The Last Smile in Sunder City (The Fetch Phillips Archives #1) - Luke Arnold Page 0,79

These bones were elongated only, like they were stretched. But that is only part of the discovery. The true revelation is here.”

He pointed a covered nail to one of the hanging pieces of meat.

“This is a muscle. Judging by its size, I first believed it to be a thigh or bicep. Even so, it would have been abnormally large, as though the owner had trained to be a wrestler. But no. This is an infraspinatus, a much smaller muscle in the scheme of things. At least, it is supposed to be. The creature this came from must have been a powerhouse. Pure strength. Something I have not seen in quite some time.”

I looked at the purple lump of fat and flesh and tried to stop my stomach acids from dancing. Portemus looked like he could kiss it.

“For some time?” I asked. “What are you saying?”

His white eyes glistened with excitement.

“If I did not know better, Mr Phillips, I would say that these muscles grew with magic.”

I stepped back out into the main room to catch my breath. I couldn’t yet tell what it was that was bubbling up inside me, but something had snapped. I didn’t actually believe it yet. The hope was too dangerous. But just the idea…

What if we could fix it? What if, somehow, I could undo all those terrible things I’d done?

Emotion swelled in my chest. It was something unfamiliar.

Hope.

Just a bit of hope. That’s all. I’d forgotten what it felt like.

I was standing in the aisle between the beds of dead-eyed dreamers and I tried not to let my gaze wander into theirs. I failed, and a mottled white body with black hair caught my eye. Even in life, his skin had been sickly pale. Now, it outshone every sad corpse around him. It was the tough boy with the broken fingers from the crypt. His matted hair was splayed out in a fan around an empty, open, jawless face. His busted knuckles lay over the sheet, circled with a marker for further examination.

If I hadn’t recognized him, I might not have stopped to see the others. Each bed contained a kid that was too similar and too damn familiar. There were too many Humans in this house of death and they’d all crossed my path a few nights before. All young men and all busted around the head with cuts and bruises.

The inflictions were as familiar to me as the faces of the victims. Canine claws had carved their way into the brains and eyeballs of these young boys and Pete had done away with burying their bodies in far-off swamps.

Dammit, Pete. Not now.

I needed to find out what the melted creature was. I needed to know if it was connected to The League of Vampires or Rye or January Gladesmith.

But I’d told Pete about those kids. I was responsible for putting him on their trail. In a better world, after the flood, other dark deeds would keep quiet for a while. But I knew better. Misery loves company and murder never takes a break. Neither, judging by how many kids had been turned into corpses, had Pete.

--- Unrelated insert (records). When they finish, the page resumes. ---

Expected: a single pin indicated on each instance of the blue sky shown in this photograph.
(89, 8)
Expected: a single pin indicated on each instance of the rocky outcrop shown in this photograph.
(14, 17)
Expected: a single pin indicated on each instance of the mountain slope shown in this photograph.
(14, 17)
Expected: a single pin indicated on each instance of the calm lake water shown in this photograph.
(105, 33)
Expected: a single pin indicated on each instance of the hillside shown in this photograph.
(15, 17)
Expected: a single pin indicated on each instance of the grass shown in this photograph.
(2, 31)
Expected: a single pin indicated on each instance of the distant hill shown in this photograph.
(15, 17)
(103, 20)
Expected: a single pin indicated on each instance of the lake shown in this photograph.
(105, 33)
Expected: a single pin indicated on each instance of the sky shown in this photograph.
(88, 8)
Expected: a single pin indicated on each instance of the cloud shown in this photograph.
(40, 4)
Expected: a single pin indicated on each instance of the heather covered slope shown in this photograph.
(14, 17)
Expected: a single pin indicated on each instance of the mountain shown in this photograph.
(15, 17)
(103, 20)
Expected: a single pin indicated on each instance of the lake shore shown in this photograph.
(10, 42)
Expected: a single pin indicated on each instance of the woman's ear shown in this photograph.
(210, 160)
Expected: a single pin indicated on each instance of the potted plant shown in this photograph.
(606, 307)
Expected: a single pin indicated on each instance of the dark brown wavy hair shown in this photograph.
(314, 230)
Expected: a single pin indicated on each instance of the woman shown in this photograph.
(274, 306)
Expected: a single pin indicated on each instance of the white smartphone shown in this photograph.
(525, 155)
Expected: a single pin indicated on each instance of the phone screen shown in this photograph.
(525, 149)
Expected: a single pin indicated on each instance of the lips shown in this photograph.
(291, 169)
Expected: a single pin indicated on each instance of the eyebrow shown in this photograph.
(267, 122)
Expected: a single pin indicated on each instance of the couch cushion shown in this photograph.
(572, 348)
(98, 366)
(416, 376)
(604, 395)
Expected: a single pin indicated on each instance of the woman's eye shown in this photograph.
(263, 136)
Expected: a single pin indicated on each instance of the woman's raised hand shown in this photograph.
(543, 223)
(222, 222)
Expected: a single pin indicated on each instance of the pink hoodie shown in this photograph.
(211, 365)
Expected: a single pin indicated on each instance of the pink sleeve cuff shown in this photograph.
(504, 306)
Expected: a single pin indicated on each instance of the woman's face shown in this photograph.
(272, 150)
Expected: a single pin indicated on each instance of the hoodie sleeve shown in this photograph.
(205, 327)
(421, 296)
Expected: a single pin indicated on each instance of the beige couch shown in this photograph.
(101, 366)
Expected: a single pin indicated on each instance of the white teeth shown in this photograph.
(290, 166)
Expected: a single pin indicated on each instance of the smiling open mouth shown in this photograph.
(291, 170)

I went back to my office, grabbed brass knuckles and rope, and went back out west.

24

From the rooftop of The Mare Hotel you can see most of Swestum Square, including the ever-swinging cowboy doors of that damn saloon. I leaned against a stone statue that had once been the figurehead to the fanciest place in town: a life-size Unicorn rearing back on its hind legs and kicking out at the air. A pre-Coda sculpture, of course, so the animal was still majestic and grand. Not one of the deranged creatures that wandered the wilds afterwards.

I watched shapes slide in and out of the saloon door; a range of ages and intoxication but all with the hunched posture of boys pretending to be men and men pretending to be tougher than they were.

If Pete had got the inspiration for his attack from the information I gave him, then this must have been where he started. A few more kids that I recognized from the meeting came out of the bar and I watched them till they rounded distant corners or dropped out of sight. Every alley around Swestum was too dark to make out proper detail, but I scanned them for any sign that someone might be waiting.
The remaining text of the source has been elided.